Steel Products

Iron Ore Spot Prices (China) Defying Forecasts

Written by Sandy Williams

Iron ore prices continue to rise this month despite forecasts for a sharp correction in the last half of the year. The Steel Index reported 62% iron ore fines at Tianjin Port on August 14 was at a five month high of $142.8—a meteoric rise of more than 28 percent from $110.9/dry tonne on June 12. June 16 prices dipped slightly lower to $137.9/dry ton but, despite day-to-day fluctuations, the trend has been overwhelmingly upward.

One of our Asian Trading Company sources had the following to say about the increases:

No one has any freaking idea why the prices are being generated upwards. There was 1-2 Tenders taken and the Indices used those to exaggerate the market for the past 3-4 days. Now, the real cooling off is transpiring as no more tenders are being taken. Those taken were Trading Houses/Importers and not Mills, so here we see that Traders were the culprits of the past 3-4 days, not Mills. Platts was down USD2/dmt yesterday and expected downwards for the next week as there is NO REASON for the increases. Yes, Port stocks are down and some transactions were for early Sept. cargos by Traders and like the Stock Markets today, any little breathe of optimism is taken as a REBOUND and LIGHT AT THE END OF THE TUNNEL, but it just ain’t happening.

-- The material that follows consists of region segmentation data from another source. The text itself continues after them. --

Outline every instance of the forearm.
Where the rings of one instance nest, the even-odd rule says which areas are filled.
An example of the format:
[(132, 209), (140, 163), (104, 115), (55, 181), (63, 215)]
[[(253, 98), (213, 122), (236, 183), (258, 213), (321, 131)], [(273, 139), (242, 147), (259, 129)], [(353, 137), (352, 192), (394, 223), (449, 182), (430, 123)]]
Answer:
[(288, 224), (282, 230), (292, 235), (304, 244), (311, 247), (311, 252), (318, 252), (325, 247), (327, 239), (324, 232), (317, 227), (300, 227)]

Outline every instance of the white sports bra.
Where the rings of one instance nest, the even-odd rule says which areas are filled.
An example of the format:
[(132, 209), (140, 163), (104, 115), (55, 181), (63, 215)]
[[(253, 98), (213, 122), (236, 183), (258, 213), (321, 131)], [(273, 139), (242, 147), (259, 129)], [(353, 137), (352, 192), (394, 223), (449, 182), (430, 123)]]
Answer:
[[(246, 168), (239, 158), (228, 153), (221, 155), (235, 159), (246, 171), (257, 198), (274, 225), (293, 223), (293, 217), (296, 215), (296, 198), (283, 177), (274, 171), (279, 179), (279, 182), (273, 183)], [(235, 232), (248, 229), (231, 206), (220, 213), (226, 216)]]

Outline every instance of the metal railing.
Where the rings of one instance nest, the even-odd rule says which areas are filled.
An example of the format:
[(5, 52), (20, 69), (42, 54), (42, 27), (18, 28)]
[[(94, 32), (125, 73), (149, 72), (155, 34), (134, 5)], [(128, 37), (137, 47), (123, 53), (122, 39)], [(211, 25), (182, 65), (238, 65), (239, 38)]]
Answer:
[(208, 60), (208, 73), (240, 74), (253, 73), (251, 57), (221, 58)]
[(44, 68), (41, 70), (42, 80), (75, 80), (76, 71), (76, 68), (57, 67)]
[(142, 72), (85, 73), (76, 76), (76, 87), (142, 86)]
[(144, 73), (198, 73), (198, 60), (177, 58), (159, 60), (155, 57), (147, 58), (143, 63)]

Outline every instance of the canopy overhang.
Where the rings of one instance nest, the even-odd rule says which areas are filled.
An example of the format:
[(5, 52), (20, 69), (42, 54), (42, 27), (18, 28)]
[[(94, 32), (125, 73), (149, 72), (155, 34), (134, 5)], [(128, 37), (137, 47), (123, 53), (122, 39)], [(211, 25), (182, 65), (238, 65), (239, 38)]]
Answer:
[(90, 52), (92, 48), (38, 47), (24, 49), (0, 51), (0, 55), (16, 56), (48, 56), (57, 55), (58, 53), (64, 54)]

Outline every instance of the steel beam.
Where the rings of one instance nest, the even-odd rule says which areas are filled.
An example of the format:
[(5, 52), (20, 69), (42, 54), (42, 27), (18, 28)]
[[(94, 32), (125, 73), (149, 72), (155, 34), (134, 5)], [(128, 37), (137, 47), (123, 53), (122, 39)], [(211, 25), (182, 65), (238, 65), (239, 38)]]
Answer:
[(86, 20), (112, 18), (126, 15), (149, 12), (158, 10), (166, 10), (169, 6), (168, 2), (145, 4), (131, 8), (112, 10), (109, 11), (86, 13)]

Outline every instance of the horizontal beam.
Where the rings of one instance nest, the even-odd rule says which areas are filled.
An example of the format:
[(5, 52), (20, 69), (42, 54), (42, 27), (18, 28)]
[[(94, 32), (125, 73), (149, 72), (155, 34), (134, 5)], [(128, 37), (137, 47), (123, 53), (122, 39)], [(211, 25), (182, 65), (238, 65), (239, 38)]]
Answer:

Despite forecasts for a slowdown in China, recent announcements of increased public projects to meet a 7.5 percent GDP goal in 2013, translates to higher industrial activity and raw materials demand. In July, a record 73 million tons of iron ore was shipped to China indicating steel is still in strong demand. After keeping ore inventories lean in hopes of better pricing, restocking is pushing prices even higher.

The upward pricing trend has analysts revising predictions that increased capacity at iron ore mines will drive a supply glut that will drop prices back into the $100 range before the end of the year. New forecasts see a softer drop to around $120/tonne.